# Worksheet 2 - Scientific Visualization MVE080/MMG640
## Directory of visualizations, color, and aesthetics

Name: _Your Name_

This is the second worksheet in the course *Scientific Visualization*. The purpose is to study various types of visualizations and how they are produced in Matplotlib. 

Once you're finished with all the tasks, export this document as an HTML-file and upload it in Canvas.
You are encouraged to discuss problems and solutions with your fellow students (in the class-room but also on CampusWire), but each student must solve all tasks by themselves and hand-in their own report.
Notice that Jupyter notebooks use [Markdown](https://docs.github.com/en/github/writing-on-github/getting-started-with-writing-and-formatting-on-github/basic-writing-and-formatting-syntax#links) for writing text cells. Make sure you understand the basics. Later on you can also include $\LaTeX$ in your Markdown cells.

## Setup
Before we begin it is necessary to load a few Python modules that are needed. We can do that with the following commands (which only have to be run once, unless you restart the Jupyter kernel in which case you have to re-run them).

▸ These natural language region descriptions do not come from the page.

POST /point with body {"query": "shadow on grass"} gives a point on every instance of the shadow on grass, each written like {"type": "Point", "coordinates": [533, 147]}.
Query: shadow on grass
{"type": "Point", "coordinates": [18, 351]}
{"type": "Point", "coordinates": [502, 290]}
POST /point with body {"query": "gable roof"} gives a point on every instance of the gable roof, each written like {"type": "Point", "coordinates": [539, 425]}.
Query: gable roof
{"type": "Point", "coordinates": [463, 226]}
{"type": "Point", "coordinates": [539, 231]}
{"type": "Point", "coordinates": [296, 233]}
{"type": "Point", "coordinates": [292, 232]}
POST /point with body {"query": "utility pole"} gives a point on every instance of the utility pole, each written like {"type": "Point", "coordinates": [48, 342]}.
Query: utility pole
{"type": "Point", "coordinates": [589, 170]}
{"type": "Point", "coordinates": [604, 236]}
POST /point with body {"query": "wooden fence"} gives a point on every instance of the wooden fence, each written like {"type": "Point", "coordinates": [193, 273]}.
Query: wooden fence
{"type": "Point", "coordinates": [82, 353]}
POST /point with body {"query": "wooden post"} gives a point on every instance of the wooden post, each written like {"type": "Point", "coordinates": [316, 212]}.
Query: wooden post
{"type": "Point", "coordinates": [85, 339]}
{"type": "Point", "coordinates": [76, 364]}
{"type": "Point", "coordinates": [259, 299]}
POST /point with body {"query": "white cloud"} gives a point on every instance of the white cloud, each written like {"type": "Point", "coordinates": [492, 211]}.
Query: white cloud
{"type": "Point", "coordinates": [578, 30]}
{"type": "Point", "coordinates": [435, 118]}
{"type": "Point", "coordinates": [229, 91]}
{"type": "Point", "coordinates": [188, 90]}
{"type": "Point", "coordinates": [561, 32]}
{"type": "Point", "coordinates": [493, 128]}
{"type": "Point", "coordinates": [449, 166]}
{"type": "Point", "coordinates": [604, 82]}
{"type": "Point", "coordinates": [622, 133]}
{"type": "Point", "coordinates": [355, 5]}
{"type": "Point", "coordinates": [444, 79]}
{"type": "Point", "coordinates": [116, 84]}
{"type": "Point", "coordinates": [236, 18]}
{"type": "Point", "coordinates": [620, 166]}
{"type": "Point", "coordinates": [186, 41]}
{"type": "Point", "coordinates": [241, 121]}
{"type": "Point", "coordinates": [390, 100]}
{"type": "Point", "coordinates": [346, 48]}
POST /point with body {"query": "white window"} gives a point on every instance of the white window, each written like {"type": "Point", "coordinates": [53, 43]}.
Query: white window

In some of the tasks below we shall use an addon module to Matplotlib called [Seaborn](https://seaborn.pydata.org/index.html). It is entirely possible to solve all the tasks without using Seaborn (if you prefer), but many things are simplified with Seaborn. Furthermore, to handle tabular data (such as the data in an Excel-sheet), we shall use the module [Pandas](https://pandas.pydata.org/). Pandas is an open source data analysis toolbox that connects well with Matplotlib and in particular with Seaborn. Both Pandas and Seaborn are part of the Anaconda Python distribution and can be considered "standard" modules (meaning a lot of code use these modules).

In [7]:
import numpy as np
import matplotlib.pyplot as plt
import pandas as pd
import seaborn as sns

## Task 1: colors and directory of visualizations

Read Chapters 4, 19, and 5 of [Fundamentals of Data Visualizations](https://clauswilke.com/dataviz/), then answer the questions below.

### Question 1.1
When selecting a color scale (called _colormap_ in Matplotlib and _palette_ in Seaborn), how do the type of data influence the choice of color scale? Give examples.

### Answer 1.1
_Your answer here_

### Question 1.2
The Seaborn module offers functionality for creating your own color scales.
Read [this tutorial](https://seaborn.pydata.org/tutorial/color_palettes.html) on how to create palettes in Seaborn.
What is a "cubehelix" palette? When is it useful?

### Answer 1.2
_Your answer here_

### Task 1.1
Use Seaborn to design your own cubehelix sequential color scale. 
Then, in the tasks below, use this color scale whenever appropriate.

**Hint:** Check out the Seaborn command [`choose_cubehelix_palette`](https://seaborn.pydata.org/generated/seaborn.choose_cubehelix_palette.html#seaborn.choose_cubehelix_palette).

In [27]:
# Your code-cells here for creating the cubehelix palette with Seaborn

### Question 1.3
The author describes 6 different types of 2D plots and discusses briefly their use. In some cases the data you have naturally limits which type of plots you can use (for example geospatial plots require geospatial data). But in many cases it is not at all obvious which type of plot to use. I want you to think carefully about a strategy for selecting which plot to use. This is an "open question", so there's no right or wrong. To help you get going, think about the data visualizations that you've been doing in other courses.

### Answer 1.3
_Explain your strategy for selecting plot type here. Try to be as concrete as possible: give examples of data (anything, either real or made up) and explain how your strategy applies to that data._

## Task 2: Pandas for tabular data

![Pandas](https://images.squarespace-cdn.com/content/v1/5268c662e4b0269256614e9a/1562312824569-6LDHKN3X0QPA2ON2CPGZ/pandas-logo-300.png)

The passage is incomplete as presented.